Embattled B.C. P3 lender to be cut loose by German parent
Depfa Bank PLC, a key source of credit to several British Columbia public-private partnership projects and a financial sink hole for its German parent, will be cut loose according to media sources.
The Dublin-based bank is involved in funding construction of the Royal Jubilee Hospital expansion, the Surrey Outpatient Hospital and the Golden Ears Bridge.
Depfa's inability to secure short-term credit to meet its international obligations forced parent company Hypo Real Estate -- the second biggest mortgage lender in Germany -- to seek a massive bailout from the German government and other banks.
Now it appers that HRE will be nationalized and that Depfa will be cut loose to fend for itself.
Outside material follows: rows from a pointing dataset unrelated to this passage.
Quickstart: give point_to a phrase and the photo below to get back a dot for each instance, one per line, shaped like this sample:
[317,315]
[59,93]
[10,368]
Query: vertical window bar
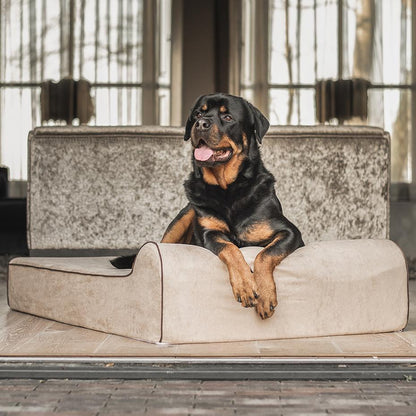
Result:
[82,38]
[413,91]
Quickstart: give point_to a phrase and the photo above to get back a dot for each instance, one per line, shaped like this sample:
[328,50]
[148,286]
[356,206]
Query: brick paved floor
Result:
[120,397]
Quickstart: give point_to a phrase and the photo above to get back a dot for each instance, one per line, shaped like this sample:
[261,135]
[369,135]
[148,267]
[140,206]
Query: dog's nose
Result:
[203,124]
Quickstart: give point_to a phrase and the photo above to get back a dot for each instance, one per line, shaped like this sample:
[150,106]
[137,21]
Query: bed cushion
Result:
[181,294]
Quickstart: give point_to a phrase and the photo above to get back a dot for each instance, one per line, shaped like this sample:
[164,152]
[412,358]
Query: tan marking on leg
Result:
[264,266]
[241,278]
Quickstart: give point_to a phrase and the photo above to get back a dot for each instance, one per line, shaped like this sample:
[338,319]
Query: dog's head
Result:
[223,128]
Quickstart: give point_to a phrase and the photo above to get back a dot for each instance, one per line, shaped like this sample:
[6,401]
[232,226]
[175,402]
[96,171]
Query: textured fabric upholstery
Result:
[181,294]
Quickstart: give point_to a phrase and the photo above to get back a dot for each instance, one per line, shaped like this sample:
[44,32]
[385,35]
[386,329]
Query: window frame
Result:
[261,85]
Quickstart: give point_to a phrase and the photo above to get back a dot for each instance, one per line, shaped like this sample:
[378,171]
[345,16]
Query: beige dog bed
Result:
[181,294]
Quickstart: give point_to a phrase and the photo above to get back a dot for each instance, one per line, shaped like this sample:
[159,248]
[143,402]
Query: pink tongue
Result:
[203,153]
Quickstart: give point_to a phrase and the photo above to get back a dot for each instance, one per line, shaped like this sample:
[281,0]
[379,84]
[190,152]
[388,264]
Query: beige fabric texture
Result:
[181,294]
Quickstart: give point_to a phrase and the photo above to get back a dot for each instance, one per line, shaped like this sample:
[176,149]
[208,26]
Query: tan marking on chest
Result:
[212,223]
[257,232]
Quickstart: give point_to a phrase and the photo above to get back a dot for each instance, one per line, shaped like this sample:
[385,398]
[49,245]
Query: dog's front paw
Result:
[266,304]
[267,301]
[244,289]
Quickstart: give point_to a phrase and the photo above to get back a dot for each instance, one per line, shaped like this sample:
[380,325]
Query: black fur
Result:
[250,198]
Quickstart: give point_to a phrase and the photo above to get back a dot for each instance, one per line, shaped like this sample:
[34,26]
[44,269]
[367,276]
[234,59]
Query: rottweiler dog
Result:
[232,201]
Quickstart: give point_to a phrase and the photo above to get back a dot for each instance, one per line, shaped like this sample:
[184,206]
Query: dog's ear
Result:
[190,121]
[261,124]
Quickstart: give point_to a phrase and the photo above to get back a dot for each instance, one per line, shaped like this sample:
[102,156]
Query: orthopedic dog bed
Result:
[181,294]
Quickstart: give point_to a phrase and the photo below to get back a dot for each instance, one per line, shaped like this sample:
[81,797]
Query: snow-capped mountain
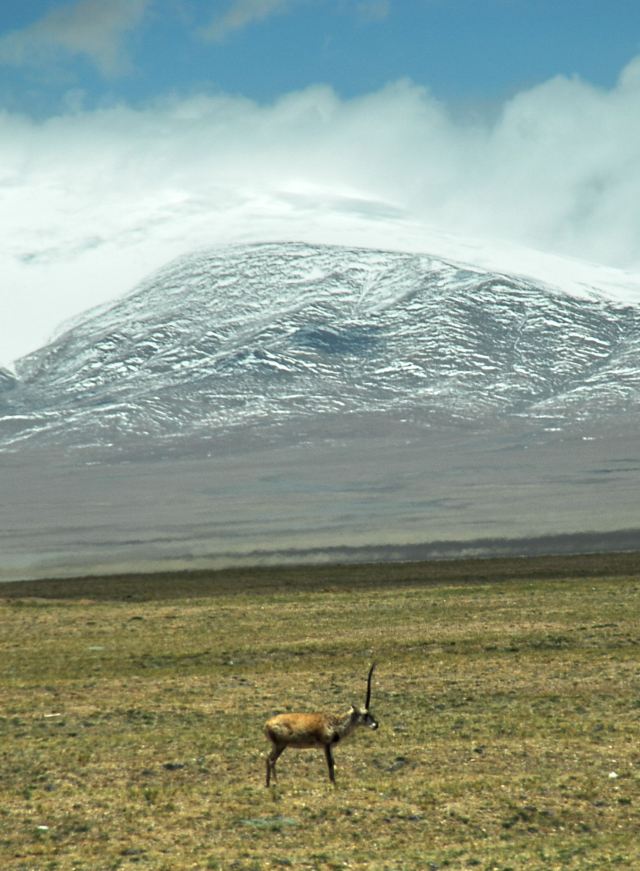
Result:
[269,333]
It's not clear what impact that will have on its hospital and transportation projects in B.C.
Last week, the B.C. Liberal government of premier Gordon Campbell was forced to bailout another major transportation project after the private financier was unable to raise all the required capital.
The Dublin bank, bought by HRE for €5 billion in 2007, will be separated from the rest of the group, according to government sources, regardless of whether a full nationalisation goes ahead.
A spokesman for the parent company in Munich declined to comment on ongoing negotiations with the German bank stabilisation fund, SoFFin. “It’s clear that Depfa is the source of the problem and it is not so difficult to remove what is standing in the way of a solution,” said one source familiar with the talks.
Berlin has not fully ruled out offering further liquidity guarantees on top of the €92 billion it has provided to the Munich bank in recent months. Depfa has been hit by problems on the short-term credit markets it uses to finance its long-term credit dealings in Dublin.
Talk of nationalisation has arisen from fears that, with its Dublin subsidiary in tow, the bank will remain a money pit for some time to come.